Dans une scène notamment où l'on apprend la mort du boss de Yoichi (interprété par l'excellent Mickey Curtis) et de Kunihiro, ce dernier se met dans une rage intense et veut absolument se venger; mais il est finalement freiné par Yoichi qui lui demande d'attendre, de ne pas foncer droit devant sans réfléchir… Un Yoichi d'une sagesse remarquable mais qui par la suite, en rentrant chez lui en voiture, ne pourra pas s'empêcher d'hurler toute la rage qu'il a accumulée…
Plus tard encore dans le film, Masaya Katô se confie à son boss et lui fait part de son obsession de vengeance: "Tu me fais rêver Yoichi… Si la vie c'est de la merde, alors pourquoi on fonce pas droit dedans aussi fort qu'on peut?". On apprend alors la raison pour laquelle Yoichi n'agit pas et contraint son bras droit à faire de même: "Ne fonce plus droit devant… Un homme doit savoir quand s'arrêter. A mon âge, tu commences à voir comment le monde fonctionne."
Durant tout le film, le personnage interprété par Naoto Takenaka se retient d'agir, d'avoir recours à la violence. Pour cela il pratique plusieurs sports qui lui servent de défouloir: le base-ball et le golf où les balles se substituent à des corps humains. Ceci est particulièrement parlant dans une scène où Miike utilise un montage alterné, entre Yoichi frappant des balles à coup de battes de base-ball et un flashback montrant Kunihiko alors âgé d'à peu près 8 ans, frappant à coups de bâton toute une bande de lycéens qui le harcèle. Ces derniers interrompent leur méfait lorsqu'ils voient apparaître un jeune yakusa appelé Yoichi...
Yoichi confie alors au petit Kunihiko son ambition de devenir un chef yakusa, et plus tard dans le film Yoichi devenu boss, avouera à celui qui est devenu son bras droit, "son soldat" ("Quand tu seras un chef yakusa tu feras de moi un de tes soldats, promis?") que "C'était devenir Yakusa ou tuer [ses] parents. Et chez les yakusa tu peux monter en grade. Vivre ta vie à fond, hein?". Effectivement cette conception de la vie, Kunihiko la partage, puisque pour lui, "La vie n'est rien d'autre qu'une météorite".

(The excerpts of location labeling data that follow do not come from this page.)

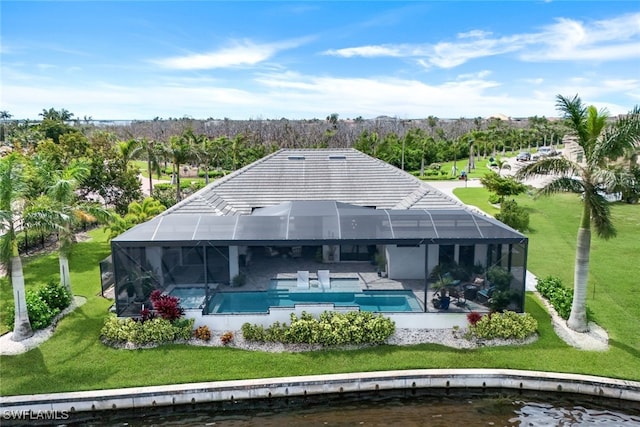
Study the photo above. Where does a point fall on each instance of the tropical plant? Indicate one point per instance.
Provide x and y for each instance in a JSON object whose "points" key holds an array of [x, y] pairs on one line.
{"points": [[502, 185], [513, 215], [179, 151], [601, 143], [65, 210], [11, 202]]}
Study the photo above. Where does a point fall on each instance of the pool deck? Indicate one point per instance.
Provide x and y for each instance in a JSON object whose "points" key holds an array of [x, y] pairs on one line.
{"points": [[260, 272]]}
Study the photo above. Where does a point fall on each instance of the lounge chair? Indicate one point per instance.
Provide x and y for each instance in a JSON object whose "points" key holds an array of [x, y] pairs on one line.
{"points": [[296, 252], [324, 279], [303, 279]]}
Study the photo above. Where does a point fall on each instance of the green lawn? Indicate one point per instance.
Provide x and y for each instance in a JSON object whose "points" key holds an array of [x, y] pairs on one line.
{"points": [[74, 358]]}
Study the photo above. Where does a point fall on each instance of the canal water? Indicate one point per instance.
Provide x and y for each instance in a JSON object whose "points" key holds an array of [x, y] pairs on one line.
{"points": [[427, 407]]}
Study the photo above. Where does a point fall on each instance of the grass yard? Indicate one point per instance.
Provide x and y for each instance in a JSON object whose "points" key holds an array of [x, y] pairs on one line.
{"points": [[75, 359]]}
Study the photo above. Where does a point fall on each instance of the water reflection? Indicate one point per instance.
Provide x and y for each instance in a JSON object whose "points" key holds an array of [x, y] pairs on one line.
{"points": [[406, 408]]}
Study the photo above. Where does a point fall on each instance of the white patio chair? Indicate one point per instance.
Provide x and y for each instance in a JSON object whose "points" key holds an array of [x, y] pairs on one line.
{"points": [[303, 279], [324, 279]]}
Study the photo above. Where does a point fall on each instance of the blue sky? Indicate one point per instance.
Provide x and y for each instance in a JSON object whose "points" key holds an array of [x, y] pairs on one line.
{"points": [[304, 60]]}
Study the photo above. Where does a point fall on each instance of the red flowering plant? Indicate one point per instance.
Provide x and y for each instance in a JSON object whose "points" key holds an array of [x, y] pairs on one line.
{"points": [[167, 306], [473, 318]]}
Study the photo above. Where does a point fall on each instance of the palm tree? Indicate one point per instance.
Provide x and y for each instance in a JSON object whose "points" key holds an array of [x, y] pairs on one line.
{"points": [[600, 144], [65, 209], [11, 202], [128, 150], [179, 151], [141, 212], [502, 164]]}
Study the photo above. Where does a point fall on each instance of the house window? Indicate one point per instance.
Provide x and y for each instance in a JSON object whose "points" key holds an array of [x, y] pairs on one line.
{"points": [[446, 254], [466, 255]]}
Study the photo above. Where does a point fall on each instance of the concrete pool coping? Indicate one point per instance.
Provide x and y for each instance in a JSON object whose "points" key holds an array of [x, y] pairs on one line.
{"points": [[264, 388]]}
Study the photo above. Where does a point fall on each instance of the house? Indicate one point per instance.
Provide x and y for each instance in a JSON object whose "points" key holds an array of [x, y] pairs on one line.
{"points": [[306, 210]]}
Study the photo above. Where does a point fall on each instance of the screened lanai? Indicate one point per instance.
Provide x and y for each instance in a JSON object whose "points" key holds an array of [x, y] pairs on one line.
{"points": [[209, 252]]}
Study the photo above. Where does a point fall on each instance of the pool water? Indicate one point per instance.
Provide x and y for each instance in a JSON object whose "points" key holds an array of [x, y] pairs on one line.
{"points": [[261, 301], [191, 298]]}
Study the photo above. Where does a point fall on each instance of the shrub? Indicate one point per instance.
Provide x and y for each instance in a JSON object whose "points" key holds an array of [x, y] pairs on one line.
{"points": [[40, 314], [513, 215], [473, 317], [153, 331], [202, 333], [55, 295], [156, 331], [505, 325], [559, 296], [43, 305], [226, 338], [183, 328], [254, 332], [356, 327], [167, 306]]}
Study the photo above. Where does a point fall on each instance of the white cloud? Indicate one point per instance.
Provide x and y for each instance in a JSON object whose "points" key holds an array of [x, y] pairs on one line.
{"points": [[564, 40], [241, 53], [368, 51], [297, 96]]}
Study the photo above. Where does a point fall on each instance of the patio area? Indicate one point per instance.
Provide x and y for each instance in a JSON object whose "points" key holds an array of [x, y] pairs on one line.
{"points": [[263, 268]]}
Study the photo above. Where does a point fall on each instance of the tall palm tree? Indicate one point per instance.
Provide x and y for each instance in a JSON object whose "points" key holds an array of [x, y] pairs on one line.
{"points": [[11, 202], [179, 151], [502, 164], [128, 150], [65, 210], [600, 143]]}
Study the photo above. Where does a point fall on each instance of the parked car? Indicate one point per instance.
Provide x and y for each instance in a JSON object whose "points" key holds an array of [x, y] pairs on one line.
{"points": [[547, 151]]}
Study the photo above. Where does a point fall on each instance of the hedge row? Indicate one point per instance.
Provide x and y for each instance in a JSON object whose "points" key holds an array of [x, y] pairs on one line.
{"points": [[153, 331], [43, 305], [332, 328]]}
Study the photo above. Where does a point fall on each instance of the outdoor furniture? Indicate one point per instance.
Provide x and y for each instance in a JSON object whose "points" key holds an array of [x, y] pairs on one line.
{"points": [[484, 295], [303, 279], [324, 279], [296, 252]]}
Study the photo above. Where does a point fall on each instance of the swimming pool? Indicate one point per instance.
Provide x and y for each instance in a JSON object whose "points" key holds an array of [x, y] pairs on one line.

Avant que son boss ne soit retrouvé mort, Yoichi lui avait rendu visite, pour s'excuser du comportement de ses hommes (comportement qui est narré hors champ): "Excusez-moi, mes hommes agissent sans réfléchir aux conséquences", ce dernier lui ayant rétorqué: "Pourquoi devenir yakusa si c'est pour ne pas se battre?".
Et cette réflexion est exactement ce qui a été le déclencheur de la vocation de Kunihiko à devenir Yakusa: se battre, se défendre...
Plus tard, Yoichi qui était la seule personne à pouvoir contenir la violence de Kunihiro est assassiné. Kunihiko qui tout au long du vivant de son maître est resté passif selon ses conseils, n'a maintenant plus personne au-dessus de lui pour le raisonner. Kunihiko, qui a accumulé un surplus d'énergie qu'il n'a pu utiliser jusqu'à présent, va maintenant le déployer dans une violence insoutenable, barbare, proche de l'animalité (idée que l'on retrouvait déjà exploitée à son paroxysme dans Visitor Q). Cette idée de violence accumulée qui finit enfin par exploser est symbolisée par Miike dans la scène où Kunihiko, assistant en direct à l'assassinat de son maître, court après le tueur pour lui régler son compte et sort un bâton de dynamite de nulle part (à la manière de Show Aikawa avec son bazooka dans DoA) pour littéralement l'exploser, en symbiose totale avec son état d'esprit…
A partir de ce moment Masaya Katô devient presque animal dans sa violence et dans son comportement: il ira jusqu'à éviscérer à mains nues Mizushima, et tuer par la simple force de ses pieds un vieux yakusa - deux des personnes à l'origine du meurtre de ses 2 maîtres. D'ailleurs le lieu choisi pour le final, une forêt (site de l'unique gunfight du film), n'est pas étranger au thème de l'animalité.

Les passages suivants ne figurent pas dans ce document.